The consequence is that the bottleneck’s already limited capacity for productive work is even further reduced:
This, of course, exacerbates the situation even further. As bottleneck throughput goes down, even more work piles up in front of it, which leaves upstream work centers with even less to do, which causes them to start even more projects, which sends even more work down the pipe to the bottleneck, which reduces throughput further.
Meanwhile, the same situation is going on in the downstream work centers: they find themselves waiting on work from the bottleneck, and to fill their own capacity, they too start new projects:
This too creates more work for the bottleneck, even though it’s downstream. It takes the form of cross-functional projects that require Engineering “input,” overhead like meetings and events, or interaction of any kind. The bottleneck’s capacity for productive work is even further reduced:
At this point, with throughput drastically down, everyone mad at the bottleneck, the bottleneck mad at everyone, the bottom line suffering as no product is making it out the door, management feels the need to step in.
If they are benevolent and well-funded, the solution is obviously “we need more capacity!” If not, they put on the pressure. Everyone needs to work late, work weekends, eat lunch at their desks, cut out all “non-essential” activities. Look even busier!
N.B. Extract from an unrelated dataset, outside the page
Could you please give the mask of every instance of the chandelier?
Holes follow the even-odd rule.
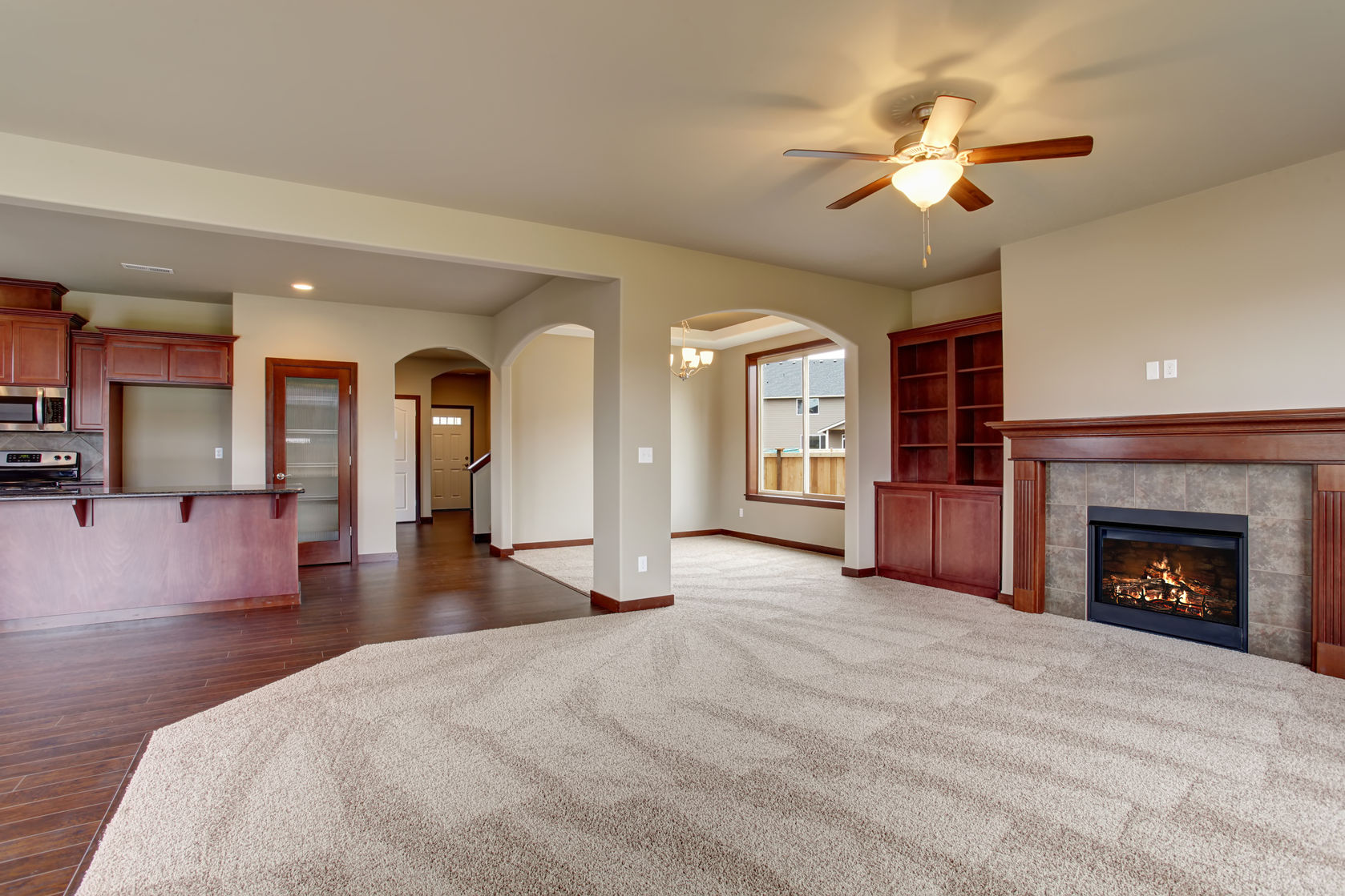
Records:
[[[682,367],[674,367],[677,364],[677,353],[668,352],[668,369],[679,380],[689,380],[697,371],[703,371],[714,363],[714,352],[707,348],[697,351],[686,344],[686,334],[689,332],[691,332],[691,326],[686,321],[682,321]]]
Now the company looks like this:
This is why a company where everyone is busy working is terribly inefficient. The only way that’s possible is if everyone is optimizing their own productivity, at the expense of the bottleneck’s productivity. And it is only the productivity of the bottleneck that matters to the throughput of the company.
If you believe that local optima add up to a global optimum, there can only be one solution to low organizational performance: improve the throughput at all sections of the pipe.
But adding more capacity upstream or downstream of the bottleneck will make things worse, not better. Try to “improve” any other point but the bottleneck, and you’ve made the whole system worse.
Any improvement not at the constraint is an illusion.